Por último, não há como negar a influência desses dois centros religiosos

e de saber da Idade Média portuguesa. Muitos estudos foram realizados em seu

interior e, por este motivo, as obras que lá existiam influenciaram muito mais os

homens letrados portugueses do que outros exemplares que possam ter

entusiasmado os homens de letras dos outros reinos. Muitas delas foram,

inclusive, utilizadas nas crônicas medievais, nas obras escritas pelos príncipes

da Dinastia de Avis e estavam presentes em suas livrarias. Ressalta-se também,

a inexistência da imprensa no período proposto para esta análise, sendo esta

arte implementada nos mosteiros apenas no reinado de D. João III.

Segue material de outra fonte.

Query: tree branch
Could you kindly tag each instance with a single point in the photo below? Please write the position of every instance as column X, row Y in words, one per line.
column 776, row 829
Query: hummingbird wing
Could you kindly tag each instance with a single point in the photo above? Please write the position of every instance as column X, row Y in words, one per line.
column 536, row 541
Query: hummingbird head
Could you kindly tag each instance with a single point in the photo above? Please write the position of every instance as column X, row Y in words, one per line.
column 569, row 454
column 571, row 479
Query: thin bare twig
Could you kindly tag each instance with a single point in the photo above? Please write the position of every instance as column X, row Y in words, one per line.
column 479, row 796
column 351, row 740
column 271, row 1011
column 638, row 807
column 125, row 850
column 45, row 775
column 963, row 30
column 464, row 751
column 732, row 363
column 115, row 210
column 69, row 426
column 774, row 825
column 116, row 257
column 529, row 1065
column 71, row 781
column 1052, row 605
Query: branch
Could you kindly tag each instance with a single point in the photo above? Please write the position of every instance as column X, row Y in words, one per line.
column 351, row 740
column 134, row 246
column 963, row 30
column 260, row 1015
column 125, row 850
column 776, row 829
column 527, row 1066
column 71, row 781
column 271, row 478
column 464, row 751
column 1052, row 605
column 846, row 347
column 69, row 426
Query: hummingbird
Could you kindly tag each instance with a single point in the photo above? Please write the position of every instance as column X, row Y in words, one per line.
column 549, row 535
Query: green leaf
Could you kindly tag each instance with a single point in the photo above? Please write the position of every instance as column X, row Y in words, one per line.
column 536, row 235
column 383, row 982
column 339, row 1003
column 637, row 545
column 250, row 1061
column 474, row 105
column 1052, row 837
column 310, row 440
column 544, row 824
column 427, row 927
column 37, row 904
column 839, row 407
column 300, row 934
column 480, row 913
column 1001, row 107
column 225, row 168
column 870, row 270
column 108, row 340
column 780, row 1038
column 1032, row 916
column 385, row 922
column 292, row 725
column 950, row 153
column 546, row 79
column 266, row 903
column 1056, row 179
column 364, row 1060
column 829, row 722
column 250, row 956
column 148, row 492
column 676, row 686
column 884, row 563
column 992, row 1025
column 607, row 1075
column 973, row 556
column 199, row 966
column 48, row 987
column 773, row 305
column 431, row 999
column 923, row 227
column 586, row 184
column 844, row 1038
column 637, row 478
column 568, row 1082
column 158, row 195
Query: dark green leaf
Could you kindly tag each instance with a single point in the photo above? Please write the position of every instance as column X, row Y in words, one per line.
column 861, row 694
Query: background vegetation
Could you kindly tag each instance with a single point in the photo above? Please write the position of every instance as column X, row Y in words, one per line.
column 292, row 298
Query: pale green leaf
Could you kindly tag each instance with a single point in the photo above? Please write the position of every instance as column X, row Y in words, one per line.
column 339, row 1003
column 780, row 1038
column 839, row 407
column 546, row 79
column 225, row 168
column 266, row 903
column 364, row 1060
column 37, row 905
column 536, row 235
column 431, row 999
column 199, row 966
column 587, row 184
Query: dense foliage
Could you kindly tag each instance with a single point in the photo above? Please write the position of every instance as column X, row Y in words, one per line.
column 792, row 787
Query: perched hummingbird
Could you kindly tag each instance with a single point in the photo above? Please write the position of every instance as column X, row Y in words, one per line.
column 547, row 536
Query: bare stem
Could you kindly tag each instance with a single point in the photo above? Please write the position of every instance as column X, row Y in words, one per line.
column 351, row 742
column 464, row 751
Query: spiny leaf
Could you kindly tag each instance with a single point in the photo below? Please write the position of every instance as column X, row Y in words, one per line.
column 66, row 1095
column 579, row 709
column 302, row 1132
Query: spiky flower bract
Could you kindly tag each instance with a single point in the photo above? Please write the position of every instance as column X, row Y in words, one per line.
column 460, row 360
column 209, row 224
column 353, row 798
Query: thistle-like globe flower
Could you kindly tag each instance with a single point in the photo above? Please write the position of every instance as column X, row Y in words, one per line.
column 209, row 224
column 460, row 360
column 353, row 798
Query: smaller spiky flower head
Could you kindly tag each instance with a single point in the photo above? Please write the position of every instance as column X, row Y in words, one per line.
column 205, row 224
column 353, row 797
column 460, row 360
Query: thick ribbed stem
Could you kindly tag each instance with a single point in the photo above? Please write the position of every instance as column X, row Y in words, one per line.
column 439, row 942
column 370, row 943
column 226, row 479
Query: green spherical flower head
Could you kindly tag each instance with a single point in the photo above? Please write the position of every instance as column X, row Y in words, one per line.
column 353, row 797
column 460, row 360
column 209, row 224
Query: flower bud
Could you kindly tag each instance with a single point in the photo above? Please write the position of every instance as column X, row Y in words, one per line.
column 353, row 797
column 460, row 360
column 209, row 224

Como foi possível verificar, não há como estudar as práticas de leitura, a

história do livro e das bibliotecas medievais sem uma apuração interdisciplinar.

Se os medievalistas já realizam essa discussão em suas pesquisas escritas e

em apresentação em congressos do gênero, ainda é necessário que a troca seja

mais efetiva. A necessidade de parcerias, grupos e núcleos de estudos

interdisciplinares e congressos que promovam essas discussões ainda se faz

presente. Quem sabe num futuro próximo?